6.2 With Hosts and other users (workspace-controlled sharing)

If you upload to an Event Workspace as a Guest, the Host (and anyone the Host authorizes) may view your uploads, download/export them, and share them outside Memry. Memry is not responsible for Host sharing decisions.

6.3 For legal and safety reasons

We may disclose information if we believe it is necessary to:

• Comply with law or legal process,
• Protect rights, safety, and security,
• Investigate fraud or enforce Terms.

6.4 Business transfers

If Memry is involved in a merger, acquisition, financing, reorganization, or sale of assets, information may be transferred as part of that transaction.
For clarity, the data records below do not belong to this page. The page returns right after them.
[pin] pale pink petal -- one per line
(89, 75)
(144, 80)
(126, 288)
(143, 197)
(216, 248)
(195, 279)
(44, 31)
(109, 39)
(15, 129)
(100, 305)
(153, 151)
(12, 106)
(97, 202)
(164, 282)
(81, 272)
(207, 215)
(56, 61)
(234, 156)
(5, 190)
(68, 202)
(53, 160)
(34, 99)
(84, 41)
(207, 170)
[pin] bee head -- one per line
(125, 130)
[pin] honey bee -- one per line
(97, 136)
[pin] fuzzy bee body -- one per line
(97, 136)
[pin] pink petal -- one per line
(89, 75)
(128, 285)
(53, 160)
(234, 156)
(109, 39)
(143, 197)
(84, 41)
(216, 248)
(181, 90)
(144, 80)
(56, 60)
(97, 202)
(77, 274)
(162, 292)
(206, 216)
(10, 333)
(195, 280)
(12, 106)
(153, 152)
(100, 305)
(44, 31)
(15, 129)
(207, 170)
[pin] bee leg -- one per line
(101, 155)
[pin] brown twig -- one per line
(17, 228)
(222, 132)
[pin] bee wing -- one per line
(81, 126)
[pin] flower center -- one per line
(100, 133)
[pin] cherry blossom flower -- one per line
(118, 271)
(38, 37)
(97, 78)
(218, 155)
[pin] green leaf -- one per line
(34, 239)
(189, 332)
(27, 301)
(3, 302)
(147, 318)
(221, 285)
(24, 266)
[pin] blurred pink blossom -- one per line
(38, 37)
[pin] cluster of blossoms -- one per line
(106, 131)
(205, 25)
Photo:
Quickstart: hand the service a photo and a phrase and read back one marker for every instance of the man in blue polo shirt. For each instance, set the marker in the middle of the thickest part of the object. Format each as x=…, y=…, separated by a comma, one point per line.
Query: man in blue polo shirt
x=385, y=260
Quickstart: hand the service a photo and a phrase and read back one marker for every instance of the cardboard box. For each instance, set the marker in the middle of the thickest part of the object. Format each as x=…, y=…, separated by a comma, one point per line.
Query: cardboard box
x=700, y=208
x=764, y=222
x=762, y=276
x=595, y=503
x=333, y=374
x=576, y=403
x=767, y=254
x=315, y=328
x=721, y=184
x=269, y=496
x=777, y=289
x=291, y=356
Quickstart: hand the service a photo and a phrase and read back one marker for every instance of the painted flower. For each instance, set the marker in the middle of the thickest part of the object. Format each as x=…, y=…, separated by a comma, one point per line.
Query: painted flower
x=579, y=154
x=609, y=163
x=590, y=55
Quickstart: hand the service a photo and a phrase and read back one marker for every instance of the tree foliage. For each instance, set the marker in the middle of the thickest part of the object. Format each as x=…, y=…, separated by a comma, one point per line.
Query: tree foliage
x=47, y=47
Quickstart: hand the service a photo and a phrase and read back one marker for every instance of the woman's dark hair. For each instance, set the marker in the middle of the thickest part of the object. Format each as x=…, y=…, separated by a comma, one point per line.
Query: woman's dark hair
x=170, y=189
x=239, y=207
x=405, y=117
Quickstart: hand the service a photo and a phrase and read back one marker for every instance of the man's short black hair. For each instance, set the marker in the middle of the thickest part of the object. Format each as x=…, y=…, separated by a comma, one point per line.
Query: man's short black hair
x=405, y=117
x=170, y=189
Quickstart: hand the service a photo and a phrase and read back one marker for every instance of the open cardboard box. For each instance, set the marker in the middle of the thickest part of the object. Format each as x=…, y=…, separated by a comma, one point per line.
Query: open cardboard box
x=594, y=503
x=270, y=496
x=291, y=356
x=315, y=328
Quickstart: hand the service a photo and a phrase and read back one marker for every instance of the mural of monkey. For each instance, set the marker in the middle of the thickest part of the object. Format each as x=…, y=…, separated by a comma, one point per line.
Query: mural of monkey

7. Data Retention and Deletion

We retain information as long as needed for providing the Service, complying with legal obligations, resolving disputes, and enforcing agreements.

Event media retention is governed by the event's configured lifecycle (e.g., upload phase, gallery, ZIP-only grace window, and retention end). Auto-delete is expected at the end of the lifecycle. After retention ends, content may be deleted and may not be recoverable.

Deleted data may persist for a limited time in backups or logs.

8. Cookies and Similar Technologies

We use cookies and similar technologies for:

• Authentication and session management,
• Security,
• Preferences,
• Analytics.

You can control cookies through browser settings. Where required by law, we provide cookie consent controls.

9. Security

We use reasonable administrative, technical, and organizational safeguards designed to protect information from unauthorized access, loss, misuse, and alteration.

No system is 100% secure. Please use strong passwords and keep credentials confidential.

10. International Data Transfers

Memry may process and store information in countries other than your own. Where required, we use appropriate safeguards for cross-border transfers (e.g., contractual protections).

11. Your Privacy Rights and Choices

11.1 General rights

Depending on your location, you may have the right to:

• Request access to personal information,
• Request correction,
• Request deletion,
• Object to certain processing,
• Withdraw consent (where processing is based on consent).

11.2 California (CCPA/CPRA) disclosures and rights

If you are a California resident, you may have rights such as:

• Right to know categories and specific pieces collected, sources, purposes, and categories of third parties disclosed to
• Right to delete
• Right to correct
• Right to opt out of sale or sharing for targeted advertising (if applicable)
• Right to limit use/disclosure of sensitive personal information (if applicable)
• Non-discrimination for exercising rights

How to exercise rights: email support@goralabs.dev with the subject "Privacy Rights Request." We may need to verify your identity.

Do Not Sell or Share: Memry does not sell or share personal information.

11.3 Host-controlled data (Guests)

If your request relates to an Event Workspace (for example, removal from a specific event), you may need to contact the Host because the Host controls access and sharing for that workspace (see Section 2). We will reasonably assist where feasible.

12. Children's Privacy

Memry is not intended for anyone under 18, and we do not knowingly collect personal information from anyone under 18. If we learn we have collected personal information from someone under 18, we will take steps to delete it.

13. Changes to This Policy

We may update this Policy from time to time. If changes are material, we will provide notice as required by law (e.g., by posting an updated date and/or in-product notice).